What Su expects in five or seven years isn’t a shift away from GPUs, but rather a broadening beyond GPUs.

Large cloud providers like Amazon.com and Google have developed custom AI chips for internal use, such as Amazon’s AWS Trainium, AWS Inferentia, and Google’s tensor processing units, or TPUs. These are built to execute only specific functions: Trainium can only train models, for example, while Inferentia can only run inference, a less intensive process than training in which models process new information and respond.

Broadcom CEO Hock Tan said in an internal address this year that his company’s custom chip division, which mainly helped Google make AI chips, was bringing in over $1 billion in operating profit a quarter.

Shifting to custom chips has advantages.

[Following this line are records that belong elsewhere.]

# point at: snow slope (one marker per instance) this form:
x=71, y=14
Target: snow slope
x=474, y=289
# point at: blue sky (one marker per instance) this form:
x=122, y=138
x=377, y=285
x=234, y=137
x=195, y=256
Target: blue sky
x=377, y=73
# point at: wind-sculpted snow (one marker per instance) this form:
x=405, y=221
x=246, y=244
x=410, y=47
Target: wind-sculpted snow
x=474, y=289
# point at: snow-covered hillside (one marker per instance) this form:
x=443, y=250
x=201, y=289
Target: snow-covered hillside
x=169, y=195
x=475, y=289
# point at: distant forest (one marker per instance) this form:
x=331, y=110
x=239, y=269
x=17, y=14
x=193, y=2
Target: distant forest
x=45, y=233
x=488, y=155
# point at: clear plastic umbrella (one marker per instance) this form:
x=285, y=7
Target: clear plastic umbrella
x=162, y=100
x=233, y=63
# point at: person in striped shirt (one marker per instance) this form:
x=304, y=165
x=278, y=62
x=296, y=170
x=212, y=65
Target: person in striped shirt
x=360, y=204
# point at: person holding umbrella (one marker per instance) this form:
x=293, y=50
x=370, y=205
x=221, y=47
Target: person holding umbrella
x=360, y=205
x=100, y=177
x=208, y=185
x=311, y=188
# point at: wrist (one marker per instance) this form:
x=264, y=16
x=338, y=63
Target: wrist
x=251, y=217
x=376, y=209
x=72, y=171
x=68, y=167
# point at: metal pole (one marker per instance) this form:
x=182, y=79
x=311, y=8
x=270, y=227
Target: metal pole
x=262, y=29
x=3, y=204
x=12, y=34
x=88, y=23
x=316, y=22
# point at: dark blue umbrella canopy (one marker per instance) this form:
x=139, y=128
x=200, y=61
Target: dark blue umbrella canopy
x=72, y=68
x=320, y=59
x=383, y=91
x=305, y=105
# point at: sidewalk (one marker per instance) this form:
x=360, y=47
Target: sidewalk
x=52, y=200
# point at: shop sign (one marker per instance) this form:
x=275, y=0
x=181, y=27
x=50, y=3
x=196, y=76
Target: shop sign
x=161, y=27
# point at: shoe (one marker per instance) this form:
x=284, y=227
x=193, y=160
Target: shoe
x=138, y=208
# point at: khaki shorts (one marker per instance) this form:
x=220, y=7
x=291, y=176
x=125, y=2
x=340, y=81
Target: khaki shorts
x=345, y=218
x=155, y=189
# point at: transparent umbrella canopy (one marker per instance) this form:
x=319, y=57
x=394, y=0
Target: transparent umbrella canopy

They can be more energy efficient, cheaper and smaller because they can be hard-wired to a given degree: they can perform one specific function, run one specific type of model or even one specific model.

However, the market for super-custom, application-specific chips is far into the future but the fact that it is being talked about at this point is a sign of how much thought is going into AI’s future.  

Su said that there is also no one-size-fits-all when it comes to computing.

“AI models in the future will use a combination of different types of chips, including today’s dominant GPUs and also more specialized chips still to be developed, for various functions. There will be other architectures,” she said. “It’s just that it’ll depend on the evolution of the models,” she said.